Several years ago, a local broadcaster started referring to the various calamities that have befallen Cleveland sports using the phrase “Only in Cleveland”, which over the years has been shortened to OIC.
We have always hated that expression, mostly because most of what happens to our teams is a result of just not being good enough, not anything else.
“Red Right 88” was the result of not having a strong armed quarterback on a day that required one.
“The Drive” occurred because the coaching staff decided to change the defense they used to contain John Elway all day was changed. The only lucky play on that series was the one were the snap hit the motion man and went right to Elway.
“The Fumble” may have been bad luck for a great running back in Earnest Byner, but the Browns’ vaunted defense gave up 35 points that afternoon. For all emphasis Marty Schottenheimer put on his area of expertise, never forget that it was that side of the ball that failed the team in both AFC Championship Game losses.
“The Shot” was simply the greatest player in the history of the sport beating us.
Even though we can’t stand the term, we have to laugh at some people around town who are still pining for Johnny Manziel to be the Browns’ starting quarterback as soon as this Sunday against Tennessee.
Only in Cleveland would the quarterback play be debated while the team scores over 20 points in each of the first three games since 1969.
We understand that Brian Hoyer doesn’t have a sexy nickname like “Johnny Football”, and he wasn’t a first round draft pick, but to make a change at that position, wouldn’t you have to be losing games because of poor quarterback play?

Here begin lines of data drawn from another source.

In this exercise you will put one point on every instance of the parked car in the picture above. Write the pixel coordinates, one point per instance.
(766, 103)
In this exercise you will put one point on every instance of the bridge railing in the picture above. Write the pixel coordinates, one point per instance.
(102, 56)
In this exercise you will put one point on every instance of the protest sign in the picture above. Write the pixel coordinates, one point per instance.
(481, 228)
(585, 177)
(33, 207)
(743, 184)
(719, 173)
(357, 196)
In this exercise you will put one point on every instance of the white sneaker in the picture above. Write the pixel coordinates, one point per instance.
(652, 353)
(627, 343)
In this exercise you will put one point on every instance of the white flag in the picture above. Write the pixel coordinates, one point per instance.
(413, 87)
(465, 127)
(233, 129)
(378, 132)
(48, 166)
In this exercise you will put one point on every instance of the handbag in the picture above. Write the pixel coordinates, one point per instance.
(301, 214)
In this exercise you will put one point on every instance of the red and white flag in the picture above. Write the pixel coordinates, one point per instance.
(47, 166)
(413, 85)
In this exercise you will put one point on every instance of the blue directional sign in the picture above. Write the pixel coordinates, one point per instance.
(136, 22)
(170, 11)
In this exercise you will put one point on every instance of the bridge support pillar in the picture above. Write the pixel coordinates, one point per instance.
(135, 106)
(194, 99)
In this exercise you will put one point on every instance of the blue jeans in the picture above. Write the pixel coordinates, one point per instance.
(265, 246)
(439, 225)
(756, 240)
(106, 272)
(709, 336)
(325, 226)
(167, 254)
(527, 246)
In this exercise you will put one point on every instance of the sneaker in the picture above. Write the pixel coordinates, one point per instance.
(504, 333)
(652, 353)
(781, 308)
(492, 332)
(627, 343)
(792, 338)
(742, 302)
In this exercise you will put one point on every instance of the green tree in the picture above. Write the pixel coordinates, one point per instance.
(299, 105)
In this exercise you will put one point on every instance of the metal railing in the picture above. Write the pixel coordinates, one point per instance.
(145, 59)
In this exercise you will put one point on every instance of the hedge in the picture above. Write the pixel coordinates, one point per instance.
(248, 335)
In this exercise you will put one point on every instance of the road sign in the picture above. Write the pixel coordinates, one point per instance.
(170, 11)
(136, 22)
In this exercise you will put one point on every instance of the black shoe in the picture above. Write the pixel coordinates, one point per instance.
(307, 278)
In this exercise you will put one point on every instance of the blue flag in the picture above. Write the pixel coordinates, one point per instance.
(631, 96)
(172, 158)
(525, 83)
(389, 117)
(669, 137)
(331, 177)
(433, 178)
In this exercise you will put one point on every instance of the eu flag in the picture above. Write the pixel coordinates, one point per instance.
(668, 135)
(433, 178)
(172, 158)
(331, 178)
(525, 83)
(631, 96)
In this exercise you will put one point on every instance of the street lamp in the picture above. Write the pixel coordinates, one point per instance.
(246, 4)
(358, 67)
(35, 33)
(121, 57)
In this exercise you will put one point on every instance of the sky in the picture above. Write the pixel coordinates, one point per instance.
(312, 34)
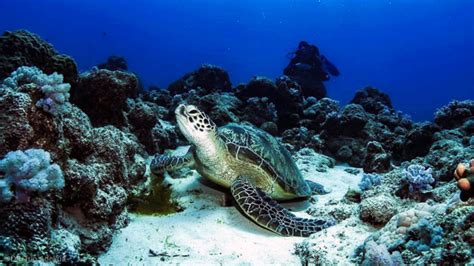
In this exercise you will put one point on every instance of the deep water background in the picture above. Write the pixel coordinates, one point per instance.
(420, 52)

The Browns currently rank 12th in the NFL in scoring offense, averaging 24.7 points per contest. That would rank just behind (by .3 points) the 25.0 a game scored by the Denver Broncos, who have Peyton Manning at QB.
Now we aren’t saying Hoyer is Manning, not by a long shot, but scoring points hasn’t been Mike Pettine’s team’s problem in 2014.

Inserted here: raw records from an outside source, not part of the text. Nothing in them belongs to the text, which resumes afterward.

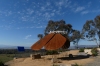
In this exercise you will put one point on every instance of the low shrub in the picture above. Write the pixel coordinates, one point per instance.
(51, 52)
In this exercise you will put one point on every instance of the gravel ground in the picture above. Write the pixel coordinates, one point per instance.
(96, 62)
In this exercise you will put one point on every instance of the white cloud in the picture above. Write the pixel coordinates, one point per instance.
(78, 9)
(26, 37)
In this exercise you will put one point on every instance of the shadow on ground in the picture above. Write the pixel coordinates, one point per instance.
(75, 57)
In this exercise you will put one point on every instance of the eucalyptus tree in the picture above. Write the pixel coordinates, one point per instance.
(97, 25)
(58, 26)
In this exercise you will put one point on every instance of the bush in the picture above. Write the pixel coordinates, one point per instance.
(51, 52)
(81, 50)
(1, 63)
(94, 52)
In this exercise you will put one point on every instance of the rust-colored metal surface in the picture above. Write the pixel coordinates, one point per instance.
(39, 44)
(56, 42)
(51, 42)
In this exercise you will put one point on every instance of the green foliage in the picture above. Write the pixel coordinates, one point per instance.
(81, 50)
(94, 52)
(1, 63)
(51, 52)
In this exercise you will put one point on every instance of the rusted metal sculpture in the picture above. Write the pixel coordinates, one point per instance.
(51, 41)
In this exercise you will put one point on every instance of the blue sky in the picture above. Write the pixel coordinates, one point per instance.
(22, 20)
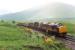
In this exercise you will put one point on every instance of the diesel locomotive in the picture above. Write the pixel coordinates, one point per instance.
(56, 29)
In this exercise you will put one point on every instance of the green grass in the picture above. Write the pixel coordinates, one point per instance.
(70, 28)
(15, 38)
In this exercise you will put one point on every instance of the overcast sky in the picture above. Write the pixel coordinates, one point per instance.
(10, 6)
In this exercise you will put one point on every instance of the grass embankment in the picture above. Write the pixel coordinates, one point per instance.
(15, 38)
(70, 28)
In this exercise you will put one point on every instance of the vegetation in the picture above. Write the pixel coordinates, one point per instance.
(13, 37)
(70, 28)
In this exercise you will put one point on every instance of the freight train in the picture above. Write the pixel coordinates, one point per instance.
(55, 29)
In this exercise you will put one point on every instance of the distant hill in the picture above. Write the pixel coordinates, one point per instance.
(55, 11)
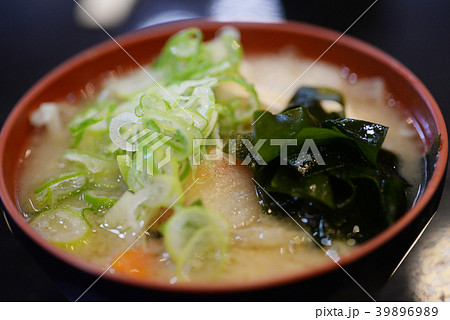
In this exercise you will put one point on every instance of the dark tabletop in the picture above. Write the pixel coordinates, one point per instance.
(38, 35)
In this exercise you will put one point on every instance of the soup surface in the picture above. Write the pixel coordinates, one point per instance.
(76, 190)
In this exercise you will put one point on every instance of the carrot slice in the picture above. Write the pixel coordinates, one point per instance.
(137, 263)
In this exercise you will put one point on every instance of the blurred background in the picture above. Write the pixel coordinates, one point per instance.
(36, 36)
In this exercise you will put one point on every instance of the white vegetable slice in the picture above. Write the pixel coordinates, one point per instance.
(60, 226)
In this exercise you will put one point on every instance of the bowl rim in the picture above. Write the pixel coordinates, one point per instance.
(125, 40)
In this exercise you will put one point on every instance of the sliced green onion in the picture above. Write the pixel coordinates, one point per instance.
(61, 226)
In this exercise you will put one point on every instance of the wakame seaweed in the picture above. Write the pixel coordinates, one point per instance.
(350, 189)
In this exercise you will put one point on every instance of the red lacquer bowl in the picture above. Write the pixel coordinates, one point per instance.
(70, 78)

That would be the defense, which is allowing 25.7 points a game, ranking 23rd in the league in that category.
The Browns’ defense has allowed the fourth most rushing yards per game in the league, behind only Green Bay (2-2), Oakland (0-4), and St. Louis (1-2), and they allow the second most yardage per play (6.4), trailing only Dallas.

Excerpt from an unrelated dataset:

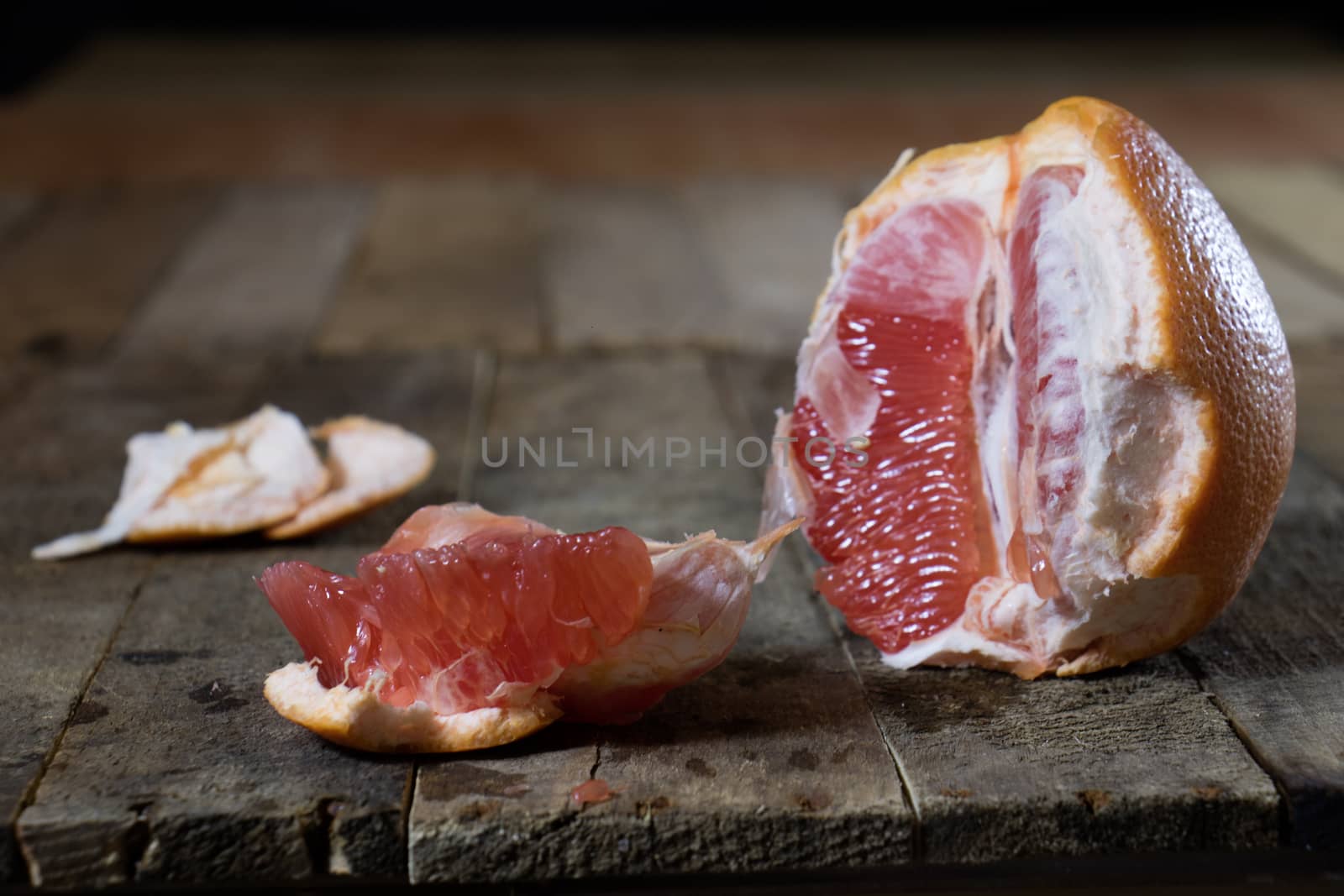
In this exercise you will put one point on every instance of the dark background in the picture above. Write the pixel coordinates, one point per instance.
(37, 35)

The pass defense ranks seventh in the league, but that is a hollow statistic because if you can move the ball by running it, why would you put the ball in the air?
Hoyer? He ranks 11th in passing efficiency, mostly because he hasn’t thrown an interception this year, and he also ranks 12th in ESPN’s QBR stat.
And for all of those who claim he is a nickel and dime passer, feasting on short throws, he is right in the middle of the pack in yards per pass attempt, right between Drew Brees and Ben Roethlisberger, and ahead of both Mannings and also higher than big arm throwers like Joe Flacco and Jay Cutler.
We wouldn’t disagree with people who say Manziel is the future of the franchise and we look forward to seeing him play too. But right now, the right man to quarterback the Cleveland Browns is Brian Hoyer.
Until he shows otherwise, any talk about playing Manziel should be muted.